Schematic description of patients included.

Discussion

The diagnosis of Anaplasmosis can be accomplished by staining of blood smears from peripheral blood, bone marrow or CSF to detect morulae. Although this method is rapid, it is relatively insensitive due to the small number of circulating cells that can be practically examined during routine microscopy, the rarity of infected cells, lack of expertise among personnel performing smear examination, and the occurrence of intracellular artifacts that may mimic morulae especially in immunocompetent patients and peripheral organs. The use of PCR-based diagnostic tests for the detection of these infections offers several advantages over the traditional serologic and blood smear tests. PCR tests have sensitivity and specificity that approach 100 %, tend to have a higher degree of sensitivity during the acute phase of illness, and have the potential to detect coinfections when configured in multiplexed reactions.

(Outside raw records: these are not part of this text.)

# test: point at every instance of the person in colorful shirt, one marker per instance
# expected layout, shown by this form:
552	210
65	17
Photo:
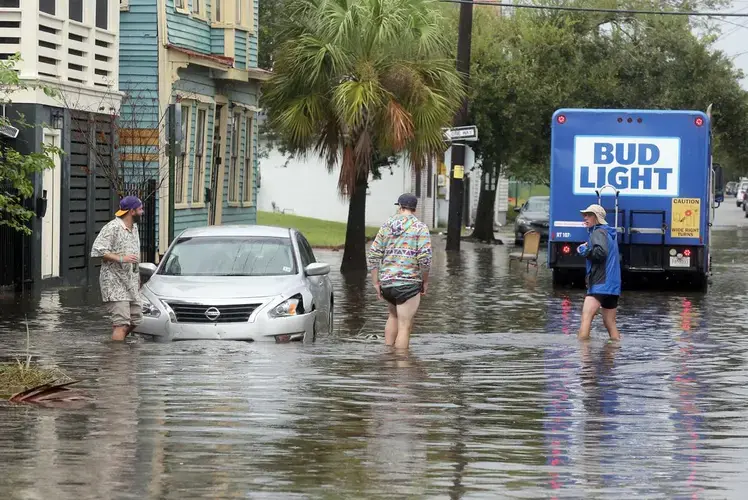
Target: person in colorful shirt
118	246
399	261
603	272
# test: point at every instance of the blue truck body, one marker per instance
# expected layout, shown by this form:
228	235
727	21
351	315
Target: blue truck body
652	168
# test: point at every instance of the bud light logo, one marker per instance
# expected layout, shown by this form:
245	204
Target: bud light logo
636	166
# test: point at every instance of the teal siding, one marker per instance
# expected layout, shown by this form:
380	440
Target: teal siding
138	66
217	40
186	31
240	49
244	94
196	80
253	38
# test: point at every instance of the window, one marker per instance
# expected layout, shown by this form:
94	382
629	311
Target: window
248	160
102	14
47	6
233	166
75	10
184	165
198	173
230	256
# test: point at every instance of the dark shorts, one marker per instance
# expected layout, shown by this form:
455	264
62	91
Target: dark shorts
397	295
606	301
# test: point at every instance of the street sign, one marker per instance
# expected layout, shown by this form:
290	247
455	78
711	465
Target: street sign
8	131
469	133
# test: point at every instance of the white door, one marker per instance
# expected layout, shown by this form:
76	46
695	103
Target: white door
51	220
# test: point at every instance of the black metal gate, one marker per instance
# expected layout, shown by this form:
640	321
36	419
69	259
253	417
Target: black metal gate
146	191
12	248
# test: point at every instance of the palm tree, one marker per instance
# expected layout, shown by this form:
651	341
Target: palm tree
357	81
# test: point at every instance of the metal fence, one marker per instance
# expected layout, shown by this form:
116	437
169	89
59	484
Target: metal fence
146	191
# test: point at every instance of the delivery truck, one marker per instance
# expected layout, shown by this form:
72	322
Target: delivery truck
652	171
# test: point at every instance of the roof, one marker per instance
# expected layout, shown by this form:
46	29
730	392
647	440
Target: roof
222	231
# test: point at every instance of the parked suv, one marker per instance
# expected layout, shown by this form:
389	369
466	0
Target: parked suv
533	215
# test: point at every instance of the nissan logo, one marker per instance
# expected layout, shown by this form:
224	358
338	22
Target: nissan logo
212	313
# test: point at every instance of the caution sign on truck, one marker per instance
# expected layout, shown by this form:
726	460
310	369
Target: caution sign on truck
686	214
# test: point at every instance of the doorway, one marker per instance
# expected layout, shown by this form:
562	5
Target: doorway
217	154
51	181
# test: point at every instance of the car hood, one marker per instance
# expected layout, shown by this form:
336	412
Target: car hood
221	287
538	216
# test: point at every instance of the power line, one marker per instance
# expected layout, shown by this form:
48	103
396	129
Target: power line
596	9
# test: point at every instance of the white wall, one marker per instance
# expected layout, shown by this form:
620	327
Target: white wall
305	187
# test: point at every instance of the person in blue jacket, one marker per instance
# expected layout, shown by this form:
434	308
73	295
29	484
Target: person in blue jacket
603	272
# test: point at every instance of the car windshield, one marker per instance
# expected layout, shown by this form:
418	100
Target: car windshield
230	256
537	205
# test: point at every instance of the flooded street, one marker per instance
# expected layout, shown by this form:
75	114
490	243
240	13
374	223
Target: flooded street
496	398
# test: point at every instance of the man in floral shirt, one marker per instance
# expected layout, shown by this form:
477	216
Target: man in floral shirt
399	261
118	246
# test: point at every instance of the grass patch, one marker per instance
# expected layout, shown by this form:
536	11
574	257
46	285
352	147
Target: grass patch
23	374
18	376
320	233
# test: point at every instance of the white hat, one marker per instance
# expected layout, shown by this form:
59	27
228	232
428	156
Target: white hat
598	211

Although serology is one of major diagnostic criterion for ehrlichiosis, it has several limitations that should be considered: First, IgG IFA test is negative in as many as 80 % of patients during the first week of illness. Second, a high rate of false positive serology usually occurs due to cross reactive antigens shared by Ehrlichia. Third, failure to seroconvert in some cases can be attributed to immune impairment; Finally, early treatment with doxycycline occasionally reduces the antibody response to E. chaffeensis [6,7,10].

The prognosis worsens if treatment is not administered or delayed and therefore, it is important that empiric therapy with doxycycline be started for any patient with compatible clinical and laboratory findings. Initial diagnosis of ehrlichiosis can be based on nonspecific biochemical and hematological findings. However, confirmatory tests should be performed at different intervals after the onset of illness.

Author statement

The manuscript was written by the first author Dr. Eldaour. Dr. Hariri performed the blood smear, identified Anaplasma, took the pictures and reviewed manuscript. Dr. Yassin provided the 2- year review of cases, reviewed the manuscript and provided response to the reviewers.

Declaration of Competing Interest

The authors declare that they have no conflict of interest. All authors contribute to the manuscript submission. YE wrote the manuscript, RH performed laboratory diagnostics and obtained pictures and MY obtained patients’ data and reviewed manuscript.